All methods with the exception of iClusterBayes identified at least one cluster in glioblastoma (GBM) with a significantly differential prognosis. We used these GBM data to investigate the reproducibility and robustness of the methods; i.e., whether sample labels, the p values for the log rank test, or the number of enriched clinical parameters change if we changed the seed to the random number generator used by the methods and the assessment calculations. We ran each method 10 times using random seeds and found that the methods were stable to different extents on these data (Figure S2C). NEMO gave the same result in each of the 10 runs, whereas SUMO showed small deviations in the p values for survival, but the remaining methods showed variation in the p value of the log rank test and the χ² test used to assess the enrichment of clinical parameters. PINSPlus results varied significantly in terms of survival and enrichment of clinical labels. It is likely that most of these methods, with the exception of NEMO, CIMLR, and iClusterBayes, would benefit from a resampling approach similar to that used by SUMO to generate more consistent subgroups in the data.

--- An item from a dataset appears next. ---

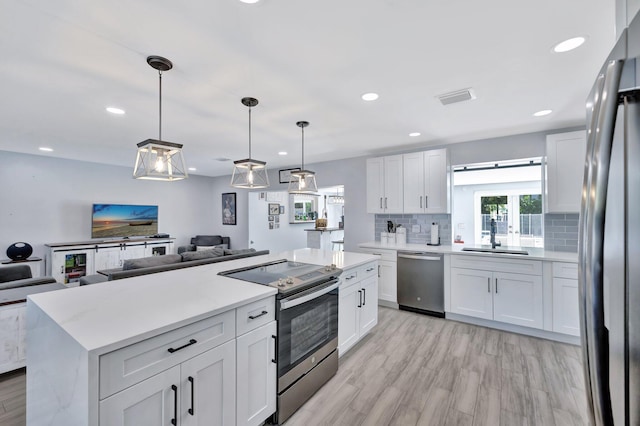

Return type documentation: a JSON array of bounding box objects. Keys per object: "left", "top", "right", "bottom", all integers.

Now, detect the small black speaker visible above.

SUMO applied to all TCGA cancer datasets

The benchmark from Rappoport and Shamir (2018) contains imputed and pre-filtered data from three different modalities: gene expression, DNA methylation, and miRNA expression for 10 cancers sequenced by TCGA. To further assess the performance of SUMO, we downloaded the harmonized gene expression and DNA methylation datasets for 34 cancers sequenced by TCGA from UCSC Xena, along with the miRNA expression for the 32 cancers where the data were available. We also downloaded two breast cancer datasets from METABRIC. We then used SUMO and the other seven methods to subtype each cancer based on the available modalities without any imputation. Detailed information about the datasets used in this analysis can be found in Tables S1D and S1E.

For each cancer, we again chose or calculated parameters for the methods, as suggested by the authors, without considering the survival parameters. We then used a log rank test to assess whether at least one of the subtypes showed significantly differential survival. A log rank test was performed using overall survival (OS) for all TCGA cancers except diffuse large B cell lymphoma (DLBC), testicular germ cell tumors (TCGT), thymoma (THYM), and pheochromocytoma and paraganglioma cancer (PCPG). Based on the recommendations by Liu et al., 2018, we used progression-free survival for DLBC, TCGT, and THYM. A survival analysis was not run for PCPG because none of the clinical endpoints are recommended for such an analysis. Disease-free survival data were used for METABRIC datasets. The p values for the log rank test were calculated using permutation tests.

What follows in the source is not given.